How is the codebase organized?

The project follows MVVM with a single PhotoViewModel and 17 focused Swift files. The app entry point gates between OnboardingView (first launch) and ContentView (returning user) via @AppStorage. View components (OnboardingView, PhotoCard, FullScreenPhotoView, InstructionBar, PhotoPermissionView, DeleteQueueView, OCRNotesView, PhotoThumbnail, PhotoPreview, ProgressStatsView) are each in their own file. Shared utilities (SwipeDirection, ButtonPress, Collection+Safe, ViewControllerUtils) are extracted for reuse. Xcode 16's auto-discovery means no manual project file configuration when adding new files.

How is the app tested?

32 unit tests using Swift Testing validate model logic (persistence, selection, onboarding data types, view instantiation, safe subscripts, Codable round-trips). 25 UI tests using XCTest cover onboarding flow (welcome screen, practice prompts, feature highlights, permission screen), smoke scenarios (launch, initial state), and photo-dependent interactions (swipe gestures, long-press full-screen viewer, delete queue sheet, OCR notes sheet). Tests use XCTSkipUnless to skip gracefully when gated by onboarding or missing photos.

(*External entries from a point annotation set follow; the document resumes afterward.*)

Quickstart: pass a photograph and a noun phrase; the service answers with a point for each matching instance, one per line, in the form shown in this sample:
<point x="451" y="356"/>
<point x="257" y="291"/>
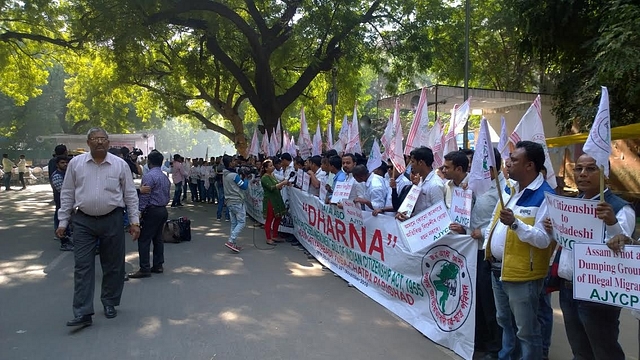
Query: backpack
<point x="177" y="230"/>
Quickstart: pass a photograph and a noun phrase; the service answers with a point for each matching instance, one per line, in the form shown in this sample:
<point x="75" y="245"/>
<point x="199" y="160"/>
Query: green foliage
<point x="585" y="45"/>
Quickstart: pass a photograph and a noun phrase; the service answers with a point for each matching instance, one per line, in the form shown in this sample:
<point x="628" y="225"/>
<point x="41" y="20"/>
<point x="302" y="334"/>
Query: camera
<point x="247" y="170"/>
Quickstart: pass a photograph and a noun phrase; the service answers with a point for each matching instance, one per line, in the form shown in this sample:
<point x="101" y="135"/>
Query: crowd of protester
<point x="514" y="317"/>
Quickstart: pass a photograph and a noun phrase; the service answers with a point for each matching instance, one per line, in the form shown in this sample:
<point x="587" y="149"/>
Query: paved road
<point x="209" y="303"/>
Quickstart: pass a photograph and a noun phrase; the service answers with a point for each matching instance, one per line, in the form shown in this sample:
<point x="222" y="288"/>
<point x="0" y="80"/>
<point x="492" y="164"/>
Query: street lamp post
<point x="467" y="6"/>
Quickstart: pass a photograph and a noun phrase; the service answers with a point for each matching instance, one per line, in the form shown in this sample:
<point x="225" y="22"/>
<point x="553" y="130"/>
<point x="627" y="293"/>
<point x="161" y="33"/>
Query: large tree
<point x="267" y="52"/>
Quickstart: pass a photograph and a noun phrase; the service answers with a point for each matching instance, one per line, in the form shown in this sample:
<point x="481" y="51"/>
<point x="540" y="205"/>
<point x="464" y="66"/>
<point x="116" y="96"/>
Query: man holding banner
<point x="592" y="328"/>
<point x="519" y="248"/>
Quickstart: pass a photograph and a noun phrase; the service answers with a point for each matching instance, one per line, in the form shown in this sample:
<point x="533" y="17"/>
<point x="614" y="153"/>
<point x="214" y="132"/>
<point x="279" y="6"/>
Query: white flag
<point x="329" y="136"/>
<point x="292" y="147"/>
<point x="450" y="144"/>
<point x="353" y="145"/>
<point x="435" y="141"/>
<point x="598" y="144"/>
<point x="265" y="144"/>
<point x="255" y="147"/>
<point x="504" y="140"/>
<point x="343" y="136"/>
<point x="386" y="137"/>
<point x="395" y="146"/>
<point x="530" y="128"/>
<point x="273" y="148"/>
<point x="304" y="140"/>
<point x="419" y="126"/>
<point x="278" y="137"/>
<point x="462" y="116"/>
<point x="375" y="157"/>
<point x="483" y="158"/>
<point x="317" y="142"/>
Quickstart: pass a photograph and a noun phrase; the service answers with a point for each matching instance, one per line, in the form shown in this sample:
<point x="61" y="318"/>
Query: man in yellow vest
<point x="519" y="248"/>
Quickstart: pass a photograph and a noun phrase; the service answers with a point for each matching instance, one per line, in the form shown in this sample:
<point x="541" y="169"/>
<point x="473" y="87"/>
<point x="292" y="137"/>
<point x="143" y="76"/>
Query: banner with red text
<point x="432" y="289"/>
<point x="601" y="276"/>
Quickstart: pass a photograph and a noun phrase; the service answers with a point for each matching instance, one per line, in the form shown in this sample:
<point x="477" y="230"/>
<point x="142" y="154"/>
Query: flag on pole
<point x="273" y="147"/>
<point x="530" y="128"/>
<point x="504" y="140"/>
<point x="462" y="116"/>
<point x="255" y="147"/>
<point x="386" y="137"/>
<point x="395" y="148"/>
<point x="375" y="157"/>
<point x="292" y="147"/>
<point x="483" y="158"/>
<point x="354" y="134"/>
<point x="435" y="141"/>
<point x="343" y="136"/>
<point x="304" y="139"/>
<point x="598" y="144"/>
<point x="329" y="136"/>
<point x="450" y="143"/>
<point x="317" y="142"/>
<point x="265" y="144"/>
<point x="419" y="126"/>
<point x="278" y="136"/>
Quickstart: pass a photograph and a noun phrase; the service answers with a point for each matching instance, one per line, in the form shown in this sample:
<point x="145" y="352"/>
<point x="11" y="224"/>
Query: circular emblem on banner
<point x="446" y="278"/>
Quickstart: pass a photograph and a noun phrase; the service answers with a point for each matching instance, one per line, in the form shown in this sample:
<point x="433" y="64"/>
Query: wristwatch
<point x="514" y="226"/>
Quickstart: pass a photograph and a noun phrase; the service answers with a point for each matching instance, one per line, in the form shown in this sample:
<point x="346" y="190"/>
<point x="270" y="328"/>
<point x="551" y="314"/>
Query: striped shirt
<point x="160" y="186"/>
<point x="97" y="189"/>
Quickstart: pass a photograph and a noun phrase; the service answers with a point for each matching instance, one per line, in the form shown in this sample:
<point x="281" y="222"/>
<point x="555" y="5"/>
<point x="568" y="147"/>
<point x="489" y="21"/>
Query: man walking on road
<point x="234" y="187"/>
<point x="98" y="185"/>
<point x="154" y="196"/>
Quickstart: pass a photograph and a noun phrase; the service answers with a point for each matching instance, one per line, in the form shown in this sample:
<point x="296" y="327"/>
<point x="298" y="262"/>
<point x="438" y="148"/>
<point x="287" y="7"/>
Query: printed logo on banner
<point x="446" y="278"/>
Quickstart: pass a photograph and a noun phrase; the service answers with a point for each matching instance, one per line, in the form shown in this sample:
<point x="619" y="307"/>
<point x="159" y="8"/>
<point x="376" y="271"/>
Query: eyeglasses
<point x="587" y="169"/>
<point x="99" y="139"/>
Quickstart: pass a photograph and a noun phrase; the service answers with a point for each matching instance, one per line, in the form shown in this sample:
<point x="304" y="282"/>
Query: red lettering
<point x="376" y="244"/>
<point x="361" y="239"/>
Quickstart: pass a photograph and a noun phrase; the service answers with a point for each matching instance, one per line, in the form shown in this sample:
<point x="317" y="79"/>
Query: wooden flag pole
<point x="601" y="183"/>
<point x="497" y="179"/>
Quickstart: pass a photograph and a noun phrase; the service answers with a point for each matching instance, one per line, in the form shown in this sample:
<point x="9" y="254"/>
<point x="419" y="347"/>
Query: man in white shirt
<point x="455" y="170"/>
<point x="432" y="190"/>
<point x="519" y="248"/>
<point x="375" y="191"/>
<point x="316" y="175"/>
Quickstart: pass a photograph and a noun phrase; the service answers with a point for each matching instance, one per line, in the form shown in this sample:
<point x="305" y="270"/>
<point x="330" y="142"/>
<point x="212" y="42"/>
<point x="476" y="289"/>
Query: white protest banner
<point x="601" y="276"/>
<point x="461" y="201"/>
<point x="426" y="227"/>
<point x="342" y="191"/>
<point x="306" y="180"/>
<point x="574" y="220"/>
<point x="323" y="190"/>
<point x="433" y="290"/>
<point x="299" y="178"/>
<point x="409" y="201"/>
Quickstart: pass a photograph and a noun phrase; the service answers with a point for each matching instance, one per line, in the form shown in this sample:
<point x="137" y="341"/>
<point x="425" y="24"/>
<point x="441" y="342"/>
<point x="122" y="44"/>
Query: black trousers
<point x="488" y="336"/>
<point x="87" y="232"/>
<point x="153" y="220"/>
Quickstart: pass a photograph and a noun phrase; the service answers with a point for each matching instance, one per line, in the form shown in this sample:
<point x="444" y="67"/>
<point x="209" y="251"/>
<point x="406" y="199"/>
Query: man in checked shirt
<point x="154" y="196"/>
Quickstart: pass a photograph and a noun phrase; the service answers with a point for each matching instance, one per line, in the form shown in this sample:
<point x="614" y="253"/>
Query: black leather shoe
<point x="82" y="320"/>
<point x="139" y="275"/>
<point x="110" y="312"/>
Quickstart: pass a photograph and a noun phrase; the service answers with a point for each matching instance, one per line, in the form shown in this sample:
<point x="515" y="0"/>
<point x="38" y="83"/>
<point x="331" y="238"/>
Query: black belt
<point x="100" y="216"/>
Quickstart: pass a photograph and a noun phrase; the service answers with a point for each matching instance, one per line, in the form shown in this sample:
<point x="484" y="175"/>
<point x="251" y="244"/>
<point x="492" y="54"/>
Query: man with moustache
<point x="97" y="186"/>
<point x="592" y="328"/>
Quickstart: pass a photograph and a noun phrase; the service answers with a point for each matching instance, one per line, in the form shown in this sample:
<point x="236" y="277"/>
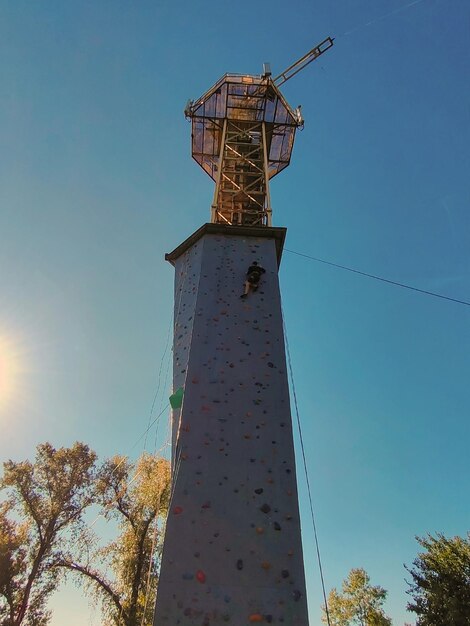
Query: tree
<point x="49" y="497"/>
<point x="441" y="581"/>
<point x="140" y="505"/>
<point x="359" y="603"/>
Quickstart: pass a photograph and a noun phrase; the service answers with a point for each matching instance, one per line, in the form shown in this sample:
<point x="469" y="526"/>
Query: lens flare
<point x="10" y="371"/>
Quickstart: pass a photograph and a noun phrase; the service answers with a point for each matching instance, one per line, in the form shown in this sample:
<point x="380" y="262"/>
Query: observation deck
<point x="243" y="133"/>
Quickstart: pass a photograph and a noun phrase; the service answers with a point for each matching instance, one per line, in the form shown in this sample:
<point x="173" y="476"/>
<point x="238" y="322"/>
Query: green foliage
<point x="137" y="497"/>
<point x="42" y="533"/>
<point x="359" y="603"/>
<point x="441" y="581"/>
<point x="49" y="497"/>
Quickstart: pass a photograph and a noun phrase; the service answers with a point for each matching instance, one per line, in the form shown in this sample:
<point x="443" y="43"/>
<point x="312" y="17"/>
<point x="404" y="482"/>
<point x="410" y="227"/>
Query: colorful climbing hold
<point x="176" y="399"/>
<point x="200" y="576"/>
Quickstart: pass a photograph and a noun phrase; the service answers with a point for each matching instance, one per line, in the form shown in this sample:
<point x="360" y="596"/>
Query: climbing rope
<point x="309" y="491"/>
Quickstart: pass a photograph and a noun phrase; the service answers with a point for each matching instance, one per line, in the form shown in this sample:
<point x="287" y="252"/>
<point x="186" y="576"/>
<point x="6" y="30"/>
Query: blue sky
<point x="97" y="183"/>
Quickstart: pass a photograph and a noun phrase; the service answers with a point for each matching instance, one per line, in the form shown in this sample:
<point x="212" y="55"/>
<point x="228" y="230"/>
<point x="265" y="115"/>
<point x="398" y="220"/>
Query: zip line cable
<point x="159" y="378"/>
<point x="381" y="278"/>
<point x="380" y="18"/>
<point x="309" y="491"/>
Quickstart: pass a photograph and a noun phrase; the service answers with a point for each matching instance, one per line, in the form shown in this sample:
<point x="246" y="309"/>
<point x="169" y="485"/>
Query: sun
<point x="10" y="371"/>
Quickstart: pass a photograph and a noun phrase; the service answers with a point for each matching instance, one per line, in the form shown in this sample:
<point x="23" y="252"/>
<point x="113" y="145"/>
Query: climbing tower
<point x="232" y="551"/>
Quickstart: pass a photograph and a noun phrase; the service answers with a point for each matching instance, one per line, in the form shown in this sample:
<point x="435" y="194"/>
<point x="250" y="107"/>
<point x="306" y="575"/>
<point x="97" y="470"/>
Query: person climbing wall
<point x="253" y="276"/>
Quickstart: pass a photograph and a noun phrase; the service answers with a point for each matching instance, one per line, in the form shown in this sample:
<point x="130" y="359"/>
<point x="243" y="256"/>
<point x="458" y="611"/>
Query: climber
<point x="253" y="276"/>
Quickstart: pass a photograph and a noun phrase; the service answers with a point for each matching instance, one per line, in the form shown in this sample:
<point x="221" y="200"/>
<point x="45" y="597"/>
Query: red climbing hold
<point x="256" y="617"/>
<point x="200" y="576"/>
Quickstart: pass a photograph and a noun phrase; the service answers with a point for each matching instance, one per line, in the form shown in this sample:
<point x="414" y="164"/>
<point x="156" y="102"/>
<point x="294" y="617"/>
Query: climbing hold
<point x="200" y="576"/>
<point x="176" y="399"/>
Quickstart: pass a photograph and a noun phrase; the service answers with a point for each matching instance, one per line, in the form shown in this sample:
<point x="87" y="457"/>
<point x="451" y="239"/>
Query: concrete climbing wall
<point x="232" y="551"/>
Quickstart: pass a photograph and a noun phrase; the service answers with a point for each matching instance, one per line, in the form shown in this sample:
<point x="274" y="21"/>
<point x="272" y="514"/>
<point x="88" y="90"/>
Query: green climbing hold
<point x="176" y="399"/>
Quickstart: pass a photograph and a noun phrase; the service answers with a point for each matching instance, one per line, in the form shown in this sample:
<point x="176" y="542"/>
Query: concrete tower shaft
<point x="232" y="552"/>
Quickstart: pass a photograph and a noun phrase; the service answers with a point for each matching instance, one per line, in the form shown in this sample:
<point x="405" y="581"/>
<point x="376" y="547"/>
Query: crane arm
<point x="299" y="65"/>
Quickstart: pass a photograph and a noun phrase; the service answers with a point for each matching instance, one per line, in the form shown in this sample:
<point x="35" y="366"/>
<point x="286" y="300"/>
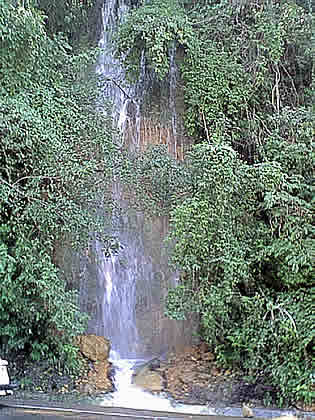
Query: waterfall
<point x="124" y="293"/>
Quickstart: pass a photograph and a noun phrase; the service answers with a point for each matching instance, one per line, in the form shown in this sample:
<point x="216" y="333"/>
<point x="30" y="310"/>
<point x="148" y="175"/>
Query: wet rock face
<point x="149" y="380"/>
<point x="98" y="379"/>
<point x="93" y="347"/>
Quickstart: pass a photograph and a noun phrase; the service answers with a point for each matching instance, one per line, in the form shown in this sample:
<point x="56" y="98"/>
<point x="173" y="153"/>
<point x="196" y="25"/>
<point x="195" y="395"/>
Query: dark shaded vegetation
<point x="53" y="169"/>
<point x="241" y="203"/>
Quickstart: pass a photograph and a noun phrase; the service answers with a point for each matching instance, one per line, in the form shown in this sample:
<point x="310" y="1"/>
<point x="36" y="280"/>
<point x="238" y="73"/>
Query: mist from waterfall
<point x="124" y="293"/>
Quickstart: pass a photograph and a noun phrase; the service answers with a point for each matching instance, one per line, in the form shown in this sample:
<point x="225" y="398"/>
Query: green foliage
<point x="241" y="204"/>
<point x="38" y="314"/>
<point x="55" y="164"/>
<point x="243" y="241"/>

What does the screenshot filter actually filter on?

The toolbar menu switches FilterMode between .allPhotos and .screenshots, which only changes the PHFetchOptions predicate used by PhotoKit. The processedPhotoIds set is shared across both modes by design, so a photo you already swiped won't reappear when you toggle modes.

Why does pinch-to-zoom and pan work simultaneously in the full-screen viewer?

FullScreenPhotoView composes MagnifyGesture and DragGesture with .simultaneously() so they update independently as the user moves their fingers — the same feel as the system Photos app. Pan offset is clamped against the current zoom scale so the image can't drift fully off-screen at any zoom level.

What gets prefetched on each swipe?

On every index change, ContentView asks PHCachingImageManager to start caching the next three PHAssets at the card's display size. That makes the next several swipes feel instant even on a library with several thousand photos, without holding the entire library in memory.